OPEC+ is expected to approve a 188kbd July output increase at its 41st ministerial on Sunday 07 June, four sources told Reuters. 1 Treat that as expected, not decided; the ministers do not sit until Sunday. OPEC+ is the producer alliance of OPEC and partners including Russia and Kazakhstan, controlling roughly 40% of global crude output, with Saudi Arabia as de facto leader. The number is close to noise: actual group output ran 33.19mbd in April against 42.77mbd in February, a 9.58mbd involuntary collapse on Hormuz delivery constraints. 2
The headline rewards members that can still ship and disguises the ones that cannot. Saudi Arabia is producing around 7.25mbd against a 10.291mbd quota; Russia is overproducing 200-500kbd on Baltic and pipeline routes that bypass the Gulf; Kazakhstan is 322kbd long on Tengiz via the CPC line; Iraq stays chronically non-compliant.
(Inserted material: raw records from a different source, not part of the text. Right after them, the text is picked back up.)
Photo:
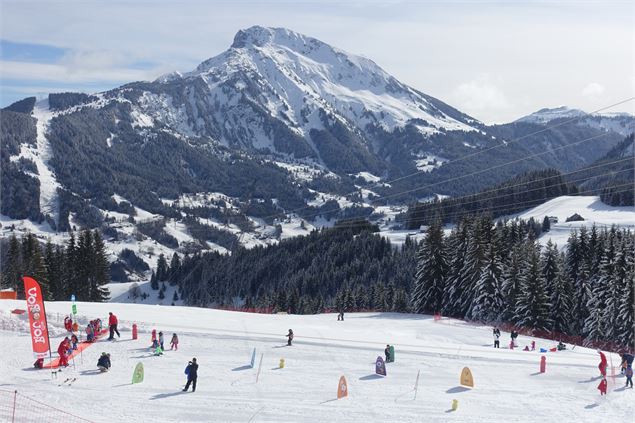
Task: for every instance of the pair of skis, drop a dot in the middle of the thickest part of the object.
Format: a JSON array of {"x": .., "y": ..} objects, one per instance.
[{"x": 68, "y": 382}]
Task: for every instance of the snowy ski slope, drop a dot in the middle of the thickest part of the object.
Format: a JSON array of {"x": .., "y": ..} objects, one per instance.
[{"x": 508, "y": 386}]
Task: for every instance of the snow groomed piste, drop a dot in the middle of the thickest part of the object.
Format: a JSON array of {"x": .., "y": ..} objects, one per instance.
[{"x": 446, "y": 370}]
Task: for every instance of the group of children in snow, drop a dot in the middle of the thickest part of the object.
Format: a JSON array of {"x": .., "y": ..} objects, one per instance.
[
  {"x": 69, "y": 343},
  {"x": 626, "y": 369},
  {"x": 626, "y": 366},
  {"x": 93, "y": 329},
  {"x": 513, "y": 342},
  {"x": 158, "y": 342}
]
This continues the paper-versus-physical split first logged when the seven voluntary-cut members approved the June 188kbd hike on 03 May, the first decision taken without the UAE after Abu Dhabi's exit . A trader reading 188kbd as added supply misreads the meeting.
The fiscal squeeze sharpens the read. Saudi breakeven sits at $108-111 against Brent near $97, per House of Saud, so Riyadh keeps sanctioning hikes it needs higher prices to fund and cannot physically deliver. 3 A pause would be the rational move. The pre-positioning into Sunday points the other way.